Wczoraj Manchester City dorzucił nowe trofeum do swojej gabloty. W finale Klubowych Mistrzostw Świata pokonali gładko brazylijskie Fluminense 4:0. Niemniej, po meczu triumfatorów Ligi Mistrzów i Copa Libertadores nie mówi się tylko o wyniku, ale także o sprzeczce Felipe Melo z Kyle’em Walkerem. Powodem zajścia miał być Jack Grealish, który nie pokazywał rywalom należytego szacunku.

Jeśli nie śledzicie brazylijskiego futbolu, to oglądając wczorajszy finał Klubowych Mistrzostw Świata mogliście być w lekkim szoku widząc Felipe Melo. 40-letni już dziś zawodnik znany z gry dla takich ekip jak Juventus, Inter Mediolan czy Galatasaray jeszcze nie odwiesił butów na kołek i gra na środku obrony Fluminense, triumfatorów ostatniej edycji Copa Libertadores, czyli południowoamerykańskiej Lidze Mistrzów. I jak widać, były reprezentant Brazylii pomimo zaawansowanego jak na piłkarza wieku dalej jest krewki jak te kilkanaście lat temu.

O co obrońcom poszło? Jak po meczu powiedział sam Felipe Melo – o brak szacunku do pokonanego rywala.

„Dzisiaj Grealish pokazał brak szacunku dla Fluminense, a ja na to nigdy nie pozwolę. Podczas gry krzyczał „olé”. To jest dla kibiców, oni mogą wołać „olé”, ale sportowiec na boisku nie powinien zachowywać się w ten sposób”mówił o zajściu Melo.
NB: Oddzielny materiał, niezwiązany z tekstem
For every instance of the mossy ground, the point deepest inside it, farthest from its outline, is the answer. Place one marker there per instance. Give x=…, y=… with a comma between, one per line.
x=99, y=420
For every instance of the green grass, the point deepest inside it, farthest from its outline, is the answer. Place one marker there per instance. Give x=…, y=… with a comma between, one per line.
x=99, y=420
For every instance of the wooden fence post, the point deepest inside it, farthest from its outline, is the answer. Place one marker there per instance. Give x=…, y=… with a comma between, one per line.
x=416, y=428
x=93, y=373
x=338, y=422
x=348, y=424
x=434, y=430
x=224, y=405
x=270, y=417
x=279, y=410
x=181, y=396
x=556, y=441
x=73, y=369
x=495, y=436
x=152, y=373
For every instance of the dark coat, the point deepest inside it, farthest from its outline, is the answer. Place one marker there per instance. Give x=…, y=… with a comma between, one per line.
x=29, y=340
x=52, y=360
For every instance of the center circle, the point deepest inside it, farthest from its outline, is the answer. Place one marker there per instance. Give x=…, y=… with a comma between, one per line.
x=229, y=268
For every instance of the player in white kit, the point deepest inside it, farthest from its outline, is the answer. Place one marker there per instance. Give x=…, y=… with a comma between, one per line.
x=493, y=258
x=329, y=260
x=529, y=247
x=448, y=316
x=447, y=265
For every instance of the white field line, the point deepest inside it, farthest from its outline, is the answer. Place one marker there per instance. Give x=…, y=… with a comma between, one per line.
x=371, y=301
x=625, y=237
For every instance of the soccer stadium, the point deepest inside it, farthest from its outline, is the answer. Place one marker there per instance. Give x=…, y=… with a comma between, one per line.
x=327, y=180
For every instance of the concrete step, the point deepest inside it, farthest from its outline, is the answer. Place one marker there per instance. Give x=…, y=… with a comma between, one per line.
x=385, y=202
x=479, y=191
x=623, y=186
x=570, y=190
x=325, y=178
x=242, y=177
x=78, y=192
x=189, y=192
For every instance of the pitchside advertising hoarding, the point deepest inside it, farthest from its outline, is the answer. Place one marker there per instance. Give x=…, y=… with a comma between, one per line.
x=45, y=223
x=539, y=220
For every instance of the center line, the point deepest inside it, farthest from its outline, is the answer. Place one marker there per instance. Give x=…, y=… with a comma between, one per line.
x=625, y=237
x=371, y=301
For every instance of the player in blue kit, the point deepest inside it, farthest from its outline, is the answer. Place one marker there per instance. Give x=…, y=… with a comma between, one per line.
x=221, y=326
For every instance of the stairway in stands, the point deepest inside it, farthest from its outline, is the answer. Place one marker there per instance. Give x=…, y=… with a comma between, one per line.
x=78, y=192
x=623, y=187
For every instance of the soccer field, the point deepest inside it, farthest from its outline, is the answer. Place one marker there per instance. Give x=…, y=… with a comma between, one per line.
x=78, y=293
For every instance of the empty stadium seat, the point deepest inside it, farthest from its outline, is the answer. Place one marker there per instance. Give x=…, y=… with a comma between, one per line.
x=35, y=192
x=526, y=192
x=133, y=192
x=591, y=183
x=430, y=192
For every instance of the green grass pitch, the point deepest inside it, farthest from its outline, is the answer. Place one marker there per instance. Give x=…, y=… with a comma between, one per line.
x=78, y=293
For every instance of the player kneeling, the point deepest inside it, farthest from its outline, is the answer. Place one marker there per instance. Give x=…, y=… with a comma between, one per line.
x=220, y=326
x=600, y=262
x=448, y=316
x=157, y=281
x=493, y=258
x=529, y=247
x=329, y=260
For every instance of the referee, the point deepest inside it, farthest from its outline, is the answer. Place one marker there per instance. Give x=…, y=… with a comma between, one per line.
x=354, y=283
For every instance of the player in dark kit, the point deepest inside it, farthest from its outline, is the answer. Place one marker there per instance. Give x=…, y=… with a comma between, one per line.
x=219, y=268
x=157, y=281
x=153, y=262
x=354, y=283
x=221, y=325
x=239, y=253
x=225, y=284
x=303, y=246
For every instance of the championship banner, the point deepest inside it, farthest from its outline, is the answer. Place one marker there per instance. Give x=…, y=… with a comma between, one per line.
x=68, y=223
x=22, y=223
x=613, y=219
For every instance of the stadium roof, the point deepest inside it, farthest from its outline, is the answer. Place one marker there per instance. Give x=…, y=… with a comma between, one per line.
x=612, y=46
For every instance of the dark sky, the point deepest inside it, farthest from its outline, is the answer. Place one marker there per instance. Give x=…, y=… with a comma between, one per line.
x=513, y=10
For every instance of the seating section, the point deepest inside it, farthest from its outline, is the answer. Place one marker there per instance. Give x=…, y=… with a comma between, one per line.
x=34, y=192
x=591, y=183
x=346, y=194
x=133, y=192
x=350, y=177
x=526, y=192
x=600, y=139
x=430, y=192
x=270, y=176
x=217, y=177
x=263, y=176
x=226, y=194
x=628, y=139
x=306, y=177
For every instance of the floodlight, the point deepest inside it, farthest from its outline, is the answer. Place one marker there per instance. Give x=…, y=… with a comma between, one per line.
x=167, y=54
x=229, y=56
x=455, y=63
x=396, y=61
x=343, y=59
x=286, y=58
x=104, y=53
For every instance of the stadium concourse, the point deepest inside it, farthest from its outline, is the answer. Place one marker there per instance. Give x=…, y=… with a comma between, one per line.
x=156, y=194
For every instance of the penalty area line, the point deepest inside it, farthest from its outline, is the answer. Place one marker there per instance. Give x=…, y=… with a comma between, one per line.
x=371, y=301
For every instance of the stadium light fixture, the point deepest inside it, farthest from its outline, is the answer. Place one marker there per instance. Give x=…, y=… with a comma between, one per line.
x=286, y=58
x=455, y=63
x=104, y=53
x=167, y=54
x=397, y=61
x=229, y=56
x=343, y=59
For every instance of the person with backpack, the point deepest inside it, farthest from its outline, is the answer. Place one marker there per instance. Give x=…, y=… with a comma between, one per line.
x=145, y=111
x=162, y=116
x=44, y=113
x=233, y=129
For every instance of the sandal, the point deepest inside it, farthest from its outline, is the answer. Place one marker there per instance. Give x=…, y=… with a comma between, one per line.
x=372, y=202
„Kiedy mecz się skończył, Grealish podszedł do Martinelliego. Wybrał kogoś mniejszego, bo nie miał jaj podejść do kogoś równego sobie. Kiedy obok niego przechodził, to widziałem, jak rozmawiali czoło w czoło, więc chciałem ich rozdzielić i odepchnąłem go. Z kolei Walker odepchnął mnie. Chciałem tylko bronić kolegę. Chciałem także bronić swój klub. Zawsze to będę robił. Nikt nie będzie atakować mój klub i jego sportowców. Nikt nie będzie przychodził poniżać moich przyjaciół i mój klub”dodał Brazylijczyk.

Grealish po meczu skomentował na swoim Twitterze opinie Felipe Melo o jego zachowaniu w trakcie meczu. Anglik ewidentnie nie wie, o co obrońcy Fluminense chodzi, bo jak sam napisał „ani razu nie powiedział żadnego olé”.